No BPDUs past this point
In theory, an interesting approach might be to use VM-FEX. A VM using VM-FEX is connected directly to a logical interface in the upstream switch and the BPDU guard configured on that interface would shut down just the offending VM. Unfortunately, I can’t find a way to configure BPDU guard in UCS Manager.
Other alternatives to BPDU guard in a vSwitch range from bad to worse:
Disable BPDU guard on the physical switch. You’ve just moved the problem from access to distribution layer (if you use BPDU guard there) ... or you’ve made the whole layer-2 domain totally unstable, as any VM could cause STP topology change.
Enable BPDU filter on the physical switch. Even worse – if someone actually manages to configure bridging between two vNICs (or two physical NICs in a Hyper-V host), you’re toast; BPDU filter causes the physical switch to pretend the problem doesn’t exist.
Enable BPDU filter on the physical switch and reject forged transmits in vSwitch. This one protects against bridging within a VM, but not against physical server misconfiguration. If you’re absolutely utterly positive all your physical servers are vSphere hosts, you can use this approach (vSwitch has built-in loop prevention); if there’s a minimal chance someone might connect bare-metal server or a Hyper-V/XenServer host to your network, don’t even think about using BPDU filter on the physical switch.
Anything else? Please describe your preferred solution in the comments!

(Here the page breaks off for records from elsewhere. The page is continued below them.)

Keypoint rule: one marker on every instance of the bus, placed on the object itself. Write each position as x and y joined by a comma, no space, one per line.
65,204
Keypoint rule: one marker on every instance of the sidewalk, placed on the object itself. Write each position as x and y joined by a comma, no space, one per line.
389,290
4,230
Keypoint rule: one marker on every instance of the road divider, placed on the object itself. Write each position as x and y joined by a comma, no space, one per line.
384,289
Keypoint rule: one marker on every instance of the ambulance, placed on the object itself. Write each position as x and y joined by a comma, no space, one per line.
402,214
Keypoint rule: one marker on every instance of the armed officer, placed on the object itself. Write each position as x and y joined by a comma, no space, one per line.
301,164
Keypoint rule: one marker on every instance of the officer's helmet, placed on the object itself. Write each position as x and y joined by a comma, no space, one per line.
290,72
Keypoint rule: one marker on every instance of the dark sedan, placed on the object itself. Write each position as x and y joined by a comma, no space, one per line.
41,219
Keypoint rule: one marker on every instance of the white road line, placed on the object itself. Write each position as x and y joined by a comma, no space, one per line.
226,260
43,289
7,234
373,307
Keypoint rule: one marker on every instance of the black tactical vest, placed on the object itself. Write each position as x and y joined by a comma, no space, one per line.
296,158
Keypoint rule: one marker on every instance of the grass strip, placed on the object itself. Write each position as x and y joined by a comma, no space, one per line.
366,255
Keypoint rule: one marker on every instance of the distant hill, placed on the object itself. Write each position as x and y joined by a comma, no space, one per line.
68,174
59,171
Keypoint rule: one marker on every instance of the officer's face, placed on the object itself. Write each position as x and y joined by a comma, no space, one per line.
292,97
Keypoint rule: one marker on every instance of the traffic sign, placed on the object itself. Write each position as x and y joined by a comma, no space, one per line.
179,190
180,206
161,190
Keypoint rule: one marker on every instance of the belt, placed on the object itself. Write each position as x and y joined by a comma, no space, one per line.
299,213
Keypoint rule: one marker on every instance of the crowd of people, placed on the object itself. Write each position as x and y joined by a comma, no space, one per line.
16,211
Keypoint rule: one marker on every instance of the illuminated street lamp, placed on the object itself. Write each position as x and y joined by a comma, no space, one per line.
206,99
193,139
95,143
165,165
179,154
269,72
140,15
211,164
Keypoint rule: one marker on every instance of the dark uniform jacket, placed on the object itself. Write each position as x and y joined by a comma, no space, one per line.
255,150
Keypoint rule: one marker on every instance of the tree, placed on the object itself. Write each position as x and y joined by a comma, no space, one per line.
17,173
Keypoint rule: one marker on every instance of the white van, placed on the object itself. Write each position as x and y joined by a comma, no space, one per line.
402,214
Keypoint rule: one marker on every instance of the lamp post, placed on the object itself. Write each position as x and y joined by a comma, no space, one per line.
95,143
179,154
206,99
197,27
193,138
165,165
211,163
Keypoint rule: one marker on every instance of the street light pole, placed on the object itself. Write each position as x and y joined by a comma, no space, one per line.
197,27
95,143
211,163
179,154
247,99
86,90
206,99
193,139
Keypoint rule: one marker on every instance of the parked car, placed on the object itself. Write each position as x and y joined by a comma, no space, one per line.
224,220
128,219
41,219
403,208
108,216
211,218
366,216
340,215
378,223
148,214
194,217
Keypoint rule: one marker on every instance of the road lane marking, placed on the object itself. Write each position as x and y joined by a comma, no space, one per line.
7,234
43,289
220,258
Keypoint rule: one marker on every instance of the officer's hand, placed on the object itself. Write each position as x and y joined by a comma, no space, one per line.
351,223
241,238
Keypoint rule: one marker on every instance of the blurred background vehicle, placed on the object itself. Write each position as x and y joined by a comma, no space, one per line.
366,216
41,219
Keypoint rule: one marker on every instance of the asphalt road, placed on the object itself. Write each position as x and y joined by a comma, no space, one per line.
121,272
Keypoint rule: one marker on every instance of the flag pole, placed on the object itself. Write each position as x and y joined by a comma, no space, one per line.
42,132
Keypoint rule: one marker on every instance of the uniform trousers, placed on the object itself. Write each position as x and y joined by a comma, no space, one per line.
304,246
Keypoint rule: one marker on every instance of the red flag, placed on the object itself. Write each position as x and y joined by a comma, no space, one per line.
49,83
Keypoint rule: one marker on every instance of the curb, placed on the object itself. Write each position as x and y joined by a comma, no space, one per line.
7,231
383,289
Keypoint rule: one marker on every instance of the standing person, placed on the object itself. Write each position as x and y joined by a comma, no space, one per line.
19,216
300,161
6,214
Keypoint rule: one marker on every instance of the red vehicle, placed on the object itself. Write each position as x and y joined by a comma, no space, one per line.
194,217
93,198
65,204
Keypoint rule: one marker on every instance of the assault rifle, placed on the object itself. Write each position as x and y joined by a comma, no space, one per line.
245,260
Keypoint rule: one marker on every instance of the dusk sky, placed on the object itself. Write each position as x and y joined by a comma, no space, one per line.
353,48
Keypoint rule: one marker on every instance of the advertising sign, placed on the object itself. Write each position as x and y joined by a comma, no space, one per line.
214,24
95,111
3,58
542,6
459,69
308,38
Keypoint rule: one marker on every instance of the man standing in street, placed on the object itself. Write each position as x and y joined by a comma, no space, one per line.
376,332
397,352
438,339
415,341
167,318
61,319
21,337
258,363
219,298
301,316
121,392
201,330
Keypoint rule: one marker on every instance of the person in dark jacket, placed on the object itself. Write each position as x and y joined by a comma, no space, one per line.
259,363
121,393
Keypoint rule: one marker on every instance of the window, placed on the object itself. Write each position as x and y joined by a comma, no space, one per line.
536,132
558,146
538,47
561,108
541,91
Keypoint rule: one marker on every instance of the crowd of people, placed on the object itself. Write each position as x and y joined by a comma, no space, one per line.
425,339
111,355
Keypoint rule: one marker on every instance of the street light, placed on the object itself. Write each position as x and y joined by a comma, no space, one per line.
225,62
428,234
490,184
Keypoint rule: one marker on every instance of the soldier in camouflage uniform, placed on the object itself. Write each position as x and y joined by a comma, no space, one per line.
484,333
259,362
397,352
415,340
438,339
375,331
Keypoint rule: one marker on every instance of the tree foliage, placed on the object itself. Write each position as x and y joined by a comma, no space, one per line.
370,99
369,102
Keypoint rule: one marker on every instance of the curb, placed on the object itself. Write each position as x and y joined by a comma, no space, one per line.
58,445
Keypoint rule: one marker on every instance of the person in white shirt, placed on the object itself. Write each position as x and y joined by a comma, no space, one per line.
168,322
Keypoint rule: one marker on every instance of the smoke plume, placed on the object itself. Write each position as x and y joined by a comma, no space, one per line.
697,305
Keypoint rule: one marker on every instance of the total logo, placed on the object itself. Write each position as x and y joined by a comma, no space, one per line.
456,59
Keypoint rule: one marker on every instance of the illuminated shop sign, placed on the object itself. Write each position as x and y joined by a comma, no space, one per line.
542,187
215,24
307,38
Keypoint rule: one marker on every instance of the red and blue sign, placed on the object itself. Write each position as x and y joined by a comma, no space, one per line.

BPDU filter available in Nexus 1000V or ethertype-based filters available in virtual firewalls can stop the BPDUs within the vSphere host (and thus protect the physical links). If you combine it with forged transmit rejection, you get a solution that protects the network from almost any VM-level misconfiguration.
However, I would still prefer a proper BPDU guard with logging in the virtual switches for several reasons:
- BPDU filter just masks the configuration problem;
- If the vSwitch accepts forged transmits, you could get an actual forwarding loop;
- While the solution described above does protect the network, it also makes troubleshooting a lot more obscure – a clear logging message in vCenter telling the virtualization admin that BPDU guard has shut down a vNIC would be way better;
- Last but definitely not least, someone just might decide to change the settings and accept forged transmits (with potentially disastrous results) while troubleshooting a customer problem @ 2AM.